Der Auferstandne hatte Platz genommen,[679]

doch neben ihm, durch vierundzwanzig Jahr,

war leer der Sitz. Und sie begannen schon

sich an die reine Lücke zu gewöhnen,

die wie verheilt war, denn mit seinem schönen

Hinüberscheinen füllte sie der Sohn.


So ging auch sie, die in die Himmel trat,

nicht auf ihn zu, so sehr es sie verlangte;

dort war kein Platz, nur Er war dort und prangte

mit einer Strahlung, die ihr wehe tat.

Doch da sie jetzt, die rührende Gestalt,

sich zu den neuen Seligen gesellte

und unauffällig, licht zu licht, sich stellte,

da brach aus ihrem Sein ein Hinterhalt

von solchem Glanz, daß der von ihr erhellte

Engel geblendet aufschrie: Wer ist die?

Ein Staunen war.
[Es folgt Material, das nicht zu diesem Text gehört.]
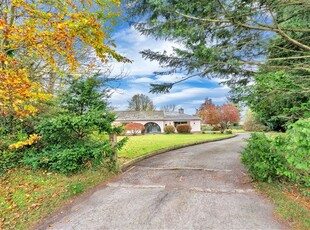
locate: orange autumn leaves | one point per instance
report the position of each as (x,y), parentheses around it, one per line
(51,33)
(19,96)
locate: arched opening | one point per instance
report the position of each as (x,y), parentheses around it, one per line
(152,127)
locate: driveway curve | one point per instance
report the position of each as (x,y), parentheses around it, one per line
(198,187)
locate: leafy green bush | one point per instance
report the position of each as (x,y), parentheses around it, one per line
(283,157)
(184,128)
(298,152)
(169,129)
(258,159)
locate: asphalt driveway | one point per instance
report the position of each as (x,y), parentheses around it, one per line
(197,187)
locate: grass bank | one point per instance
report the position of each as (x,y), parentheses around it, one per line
(27,196)
(292,204)
(142,145)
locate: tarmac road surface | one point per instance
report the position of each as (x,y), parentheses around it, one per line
(198,187)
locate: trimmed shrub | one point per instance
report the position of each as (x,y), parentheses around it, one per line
(262,164)
(134,128)
(184,128)
(169,129)
(283,157)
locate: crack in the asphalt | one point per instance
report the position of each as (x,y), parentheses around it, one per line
(195,189)
(186,168)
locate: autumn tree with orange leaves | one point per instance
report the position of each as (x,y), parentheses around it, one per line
(42,37)
(221,116)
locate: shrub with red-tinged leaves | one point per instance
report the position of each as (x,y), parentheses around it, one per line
(169,129)
(184,128)
(134,128)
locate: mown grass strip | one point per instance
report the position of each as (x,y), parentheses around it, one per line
(141,145)
(290,205)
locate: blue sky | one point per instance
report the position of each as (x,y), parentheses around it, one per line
(139,74)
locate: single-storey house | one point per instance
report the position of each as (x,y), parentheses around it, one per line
(155,121)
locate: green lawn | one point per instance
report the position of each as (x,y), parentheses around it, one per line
(291,203)
(26,196)
(141,145)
Dann sahn sie alle, wie

Gott-Vater oben unsern Herrn verhielt,

so daß, von milder Dämmerung umspielt,

die leere Stelle wie ein wenig Leid

sich zeigte, eine Spur von Einsamkeit,

wie etwas, was er noch ertrug, ein Rest

irdischer Zeit, ein trockenes Gebrest –.

Man sah nach ihr; sie schaute ängstlich hin,

weit vorgeneigt, als fühlte sie: ich bin

sein längster Schmerz –: und stürzte plötzlich vor.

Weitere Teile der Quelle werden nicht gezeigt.